На кухне было холодно. Худющая девушка, завернувшись в плед, сидела на подоконнике и курила, выдувая дым на стекло.
— У Аси период одиночества и всеобщего непонимания, — пояснила круглолицая блондинка, — она еще с полчаса так посидит, заморозит нас всех, а потом вернется в общество. Я Рита. А это, — девушка показала на стоящую у плиты подругу, — Оля. Ты готовить умеешь?
— Умею...
— Слава богу! – отозвалась Ольга. – Все подспорье! Эти две, - она неопределенно махнула ножом, - не имеют ни малейшего понятия, с какой стороны к плите подойти. Их высший пилотаж – картошку мне почистить, да хлеб порезать...
— Олька просто злится, не обращай внимания. Парни обычно ей помогают, но сегодня у них приступ шовинизма, вот она одна и отдувается. А мы с Аськой действительно бесполезны, тут она права. Нам только посуду мыть доверяют.
Голова у Катерины шла кругом. Девушки перебрасывались шуточными упреками, загадочная Ася курила, не обращая никакого внимания на происходящее, из комнат доносился шум тусовки. Было громко и непривычно. Ее общественная жизнь обычно ограничивалась тихими посиделками с подругами да вылазками за город «на шашлыки» большой компанией. Там тоже бывало шумно, но не так, как-то по-домашнему, привычно. Здесь же тараторили, не обращая ни малейшего внимания на новенькую. Они препирались и получали от этого огромное удовольствие.
— Мы еды сегодня дождемся, женщины?! – в дверь просунулась белобрысая голова и вовремя убралась обратно. Тапочка ударилась о косяк.
— Я помогу. Говори, что делать.
— А она ничего, миленькая, - Леха курил, развалившись на диване. – Ты ее уже того?

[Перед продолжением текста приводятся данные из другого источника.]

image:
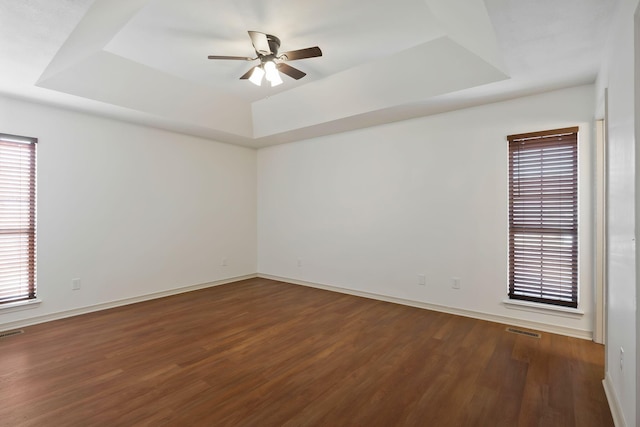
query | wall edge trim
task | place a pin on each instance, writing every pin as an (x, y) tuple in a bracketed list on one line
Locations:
[(614, 403)]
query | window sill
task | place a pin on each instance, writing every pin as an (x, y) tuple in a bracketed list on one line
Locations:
[(543, 308), (19, 305)]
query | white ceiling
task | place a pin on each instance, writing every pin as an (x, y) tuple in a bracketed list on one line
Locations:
[(145, 61)]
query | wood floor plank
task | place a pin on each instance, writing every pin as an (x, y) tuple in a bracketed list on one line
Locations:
[(266, 353)]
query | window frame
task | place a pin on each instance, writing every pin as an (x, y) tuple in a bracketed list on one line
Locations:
[(543, 228), (18, 183)]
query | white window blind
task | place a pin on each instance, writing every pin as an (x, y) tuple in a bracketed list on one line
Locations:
[(17, 218)]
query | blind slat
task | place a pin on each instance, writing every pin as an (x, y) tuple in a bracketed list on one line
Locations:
[(543, 217), (17, 218)]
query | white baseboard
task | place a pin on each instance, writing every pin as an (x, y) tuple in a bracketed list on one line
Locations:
[(105, 306), (614, 403), (538, 326)]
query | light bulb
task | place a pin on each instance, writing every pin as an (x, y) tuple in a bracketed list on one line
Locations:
[(256, 76)]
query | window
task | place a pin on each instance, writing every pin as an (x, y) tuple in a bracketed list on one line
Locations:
[(543, 217), (17, 218)]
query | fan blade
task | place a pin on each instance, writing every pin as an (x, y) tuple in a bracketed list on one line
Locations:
[(310, 52), (290, 71), (246, 75), (260, 42), (241, 58)]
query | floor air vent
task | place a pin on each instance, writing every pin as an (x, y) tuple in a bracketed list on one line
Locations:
[(7, 334), (521, 332)]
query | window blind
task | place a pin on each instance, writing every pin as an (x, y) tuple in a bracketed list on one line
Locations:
[(543, 217), (17, 218)]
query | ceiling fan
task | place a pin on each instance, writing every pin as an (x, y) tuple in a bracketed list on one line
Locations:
[(266, 47)]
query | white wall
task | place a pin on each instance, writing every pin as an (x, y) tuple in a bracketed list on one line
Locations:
[(369, 210), (618, 76), (131, 210)]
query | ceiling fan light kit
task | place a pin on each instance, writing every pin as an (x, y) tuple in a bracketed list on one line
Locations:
[(266, 47)]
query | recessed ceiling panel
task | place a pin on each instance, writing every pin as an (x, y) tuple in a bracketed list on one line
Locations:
[(176, 37)]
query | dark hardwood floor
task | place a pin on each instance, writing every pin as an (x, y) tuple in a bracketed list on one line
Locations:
[(266, 353)]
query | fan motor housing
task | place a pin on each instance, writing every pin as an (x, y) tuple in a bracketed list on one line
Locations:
[(274, 43)]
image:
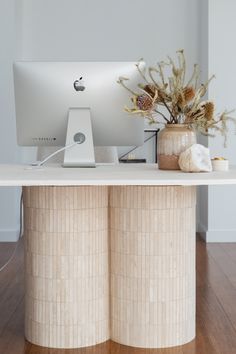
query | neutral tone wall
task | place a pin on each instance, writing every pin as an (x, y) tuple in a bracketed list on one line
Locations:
[(9, 153), (221, 61), (91, 30), (109, 30)]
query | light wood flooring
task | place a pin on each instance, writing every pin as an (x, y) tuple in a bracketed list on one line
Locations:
[(216, 307)]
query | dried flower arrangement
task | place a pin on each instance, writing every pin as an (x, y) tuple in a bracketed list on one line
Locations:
[(170, 99)]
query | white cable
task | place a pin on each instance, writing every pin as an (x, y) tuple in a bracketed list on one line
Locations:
[(41, 163), (19, 235)]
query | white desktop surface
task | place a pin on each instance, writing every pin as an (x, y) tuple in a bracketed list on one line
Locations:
[(122, 174)]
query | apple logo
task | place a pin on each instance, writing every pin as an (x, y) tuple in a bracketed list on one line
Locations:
[(79, 85)]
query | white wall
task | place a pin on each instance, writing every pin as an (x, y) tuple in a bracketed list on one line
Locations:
[(88, 30), (9, 153), (221, 59)]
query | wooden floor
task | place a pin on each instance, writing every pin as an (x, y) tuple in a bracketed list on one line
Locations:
[(216, 307)]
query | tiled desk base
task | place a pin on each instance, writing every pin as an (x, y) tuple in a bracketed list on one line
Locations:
[(140, 293)]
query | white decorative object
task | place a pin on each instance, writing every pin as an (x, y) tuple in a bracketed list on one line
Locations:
[(220, 165), (195, 159)]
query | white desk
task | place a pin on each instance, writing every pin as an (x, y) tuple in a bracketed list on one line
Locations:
[(109, 253)]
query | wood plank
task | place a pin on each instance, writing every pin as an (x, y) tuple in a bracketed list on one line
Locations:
[(216, 332)]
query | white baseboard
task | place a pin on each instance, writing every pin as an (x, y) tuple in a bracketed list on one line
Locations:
[(9, 235), (220, 236)]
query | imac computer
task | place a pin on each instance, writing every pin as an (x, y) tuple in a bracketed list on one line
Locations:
[(75, 104)]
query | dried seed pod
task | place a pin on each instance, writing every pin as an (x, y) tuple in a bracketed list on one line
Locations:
[(189, 94), (209, 110), (144, 102)]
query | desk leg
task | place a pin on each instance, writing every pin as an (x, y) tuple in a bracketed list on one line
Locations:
[(66, 266), (152, 265)]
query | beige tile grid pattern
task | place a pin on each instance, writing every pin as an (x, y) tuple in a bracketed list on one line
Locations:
[(152, 265), (152, 277), (66, 266)]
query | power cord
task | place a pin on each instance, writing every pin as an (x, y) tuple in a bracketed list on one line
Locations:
[(19, 235), (41, 163)]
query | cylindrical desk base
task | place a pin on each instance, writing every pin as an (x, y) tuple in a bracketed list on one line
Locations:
[(152, 232), (66, 266)]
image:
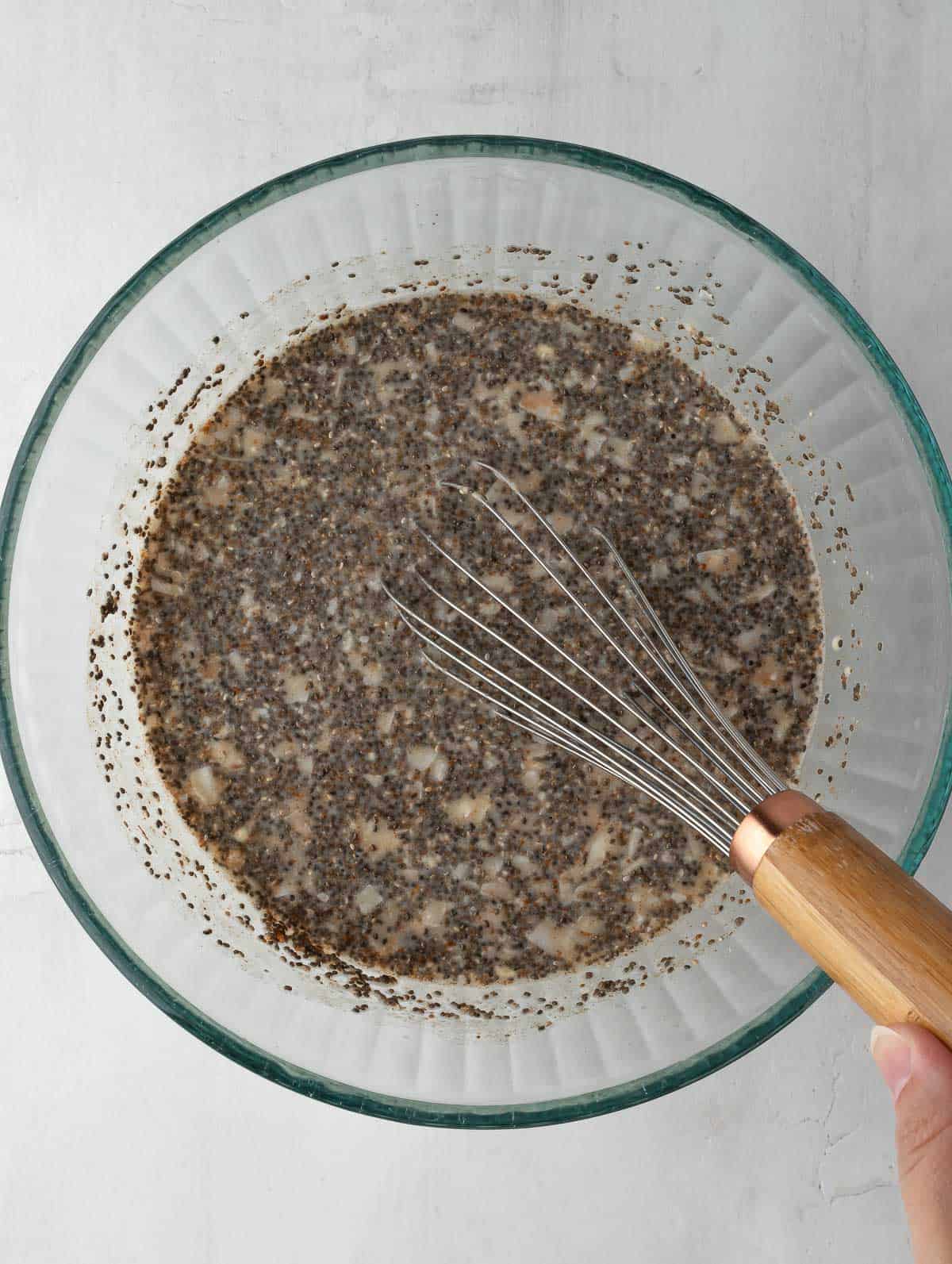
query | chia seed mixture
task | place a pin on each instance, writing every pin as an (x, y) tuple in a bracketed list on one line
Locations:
[(364, 805)]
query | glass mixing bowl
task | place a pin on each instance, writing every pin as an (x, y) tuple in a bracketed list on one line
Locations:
[(233, 289)]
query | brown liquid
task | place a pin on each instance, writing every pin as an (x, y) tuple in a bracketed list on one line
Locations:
[(366, 807)]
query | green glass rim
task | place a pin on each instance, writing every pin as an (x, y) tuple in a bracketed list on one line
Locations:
[(176, 1006)]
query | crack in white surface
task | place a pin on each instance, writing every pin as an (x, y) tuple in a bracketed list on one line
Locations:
[(858, 1192)]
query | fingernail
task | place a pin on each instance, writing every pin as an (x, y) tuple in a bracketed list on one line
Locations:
[(892, 1057)]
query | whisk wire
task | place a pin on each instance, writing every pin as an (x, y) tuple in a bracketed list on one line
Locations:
[(713, 803)]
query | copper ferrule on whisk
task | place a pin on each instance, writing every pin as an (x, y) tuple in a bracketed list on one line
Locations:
[(762, 826)]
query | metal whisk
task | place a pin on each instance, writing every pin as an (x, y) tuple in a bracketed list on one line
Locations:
[(870, 925)]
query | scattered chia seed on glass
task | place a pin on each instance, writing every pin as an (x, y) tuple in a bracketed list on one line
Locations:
[(362, 804)]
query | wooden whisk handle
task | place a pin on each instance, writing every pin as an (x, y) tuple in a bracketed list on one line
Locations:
[(873, 929)]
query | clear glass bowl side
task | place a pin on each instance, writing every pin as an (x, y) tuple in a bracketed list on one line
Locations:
[(434, 202)]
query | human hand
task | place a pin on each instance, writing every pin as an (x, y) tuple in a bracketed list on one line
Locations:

— Я ее спас, дурная рыжая твоя голова. Она смотрит на меня, как на рыцаря в сияющих доспехах, а рыцари, да буде тебе известно, не заваливают прекрасных дам на первую же горизонтальную поверхность.
— Ну да, - протянул Макс, — они заваливают не менее прекрасных пейзанок на сеновал, чтобы не помереть от спермотоксикоза и дожить до момента, пока дамы им дадут.
— Один пошляк, другой олух! Боги, и это будущее российской юриспруденции! — донеслось от двери.
— Настенька, солнышко, если мы будем всегда трезвы и рассудительны, то быстро вам наскучим, — рассудительно заметил Юрка. — Где это Сашкино сокровище? Я, например, с ней еще не знаком.
— Сокровище в данный момент режет салат, поэтому потерпи, если не хочешь навлечь на себя Лелькин гнев. Она придумала тебе уже семь вариантов казни. Заметь, отлучение от постели стояло на первом месте.
— Иди хлеб порежь, - заржал Сашка. — Вдруг простят.
через несколько месяцев
— Знаешь, чем мы сегодня занимались? – Катерина устроилась на широком подоконнике и мечтательно улыбалась.
— Уверена, что мне надо знать об этом? – подруга оторвалась от книги, заправила прядь волос за ухо – звякнули браслеты, плед сполз с плеча.
— Нет, я не о сексе, хотя он тоже имел место быть. Но это не главное. Мы заявление подали. Аська, мы женимся!
— Предупреждать надо...
— Мужики! Я собрал вас, чтобы сообщить...
— Снизь пафос, Алексеевский, вещай уже!
— Женюсь!
— Во дает! — Макс аж присвистнул.
— Давно пора! — Юрка одобрительно покивал головой и крутанул на пальце кольцо.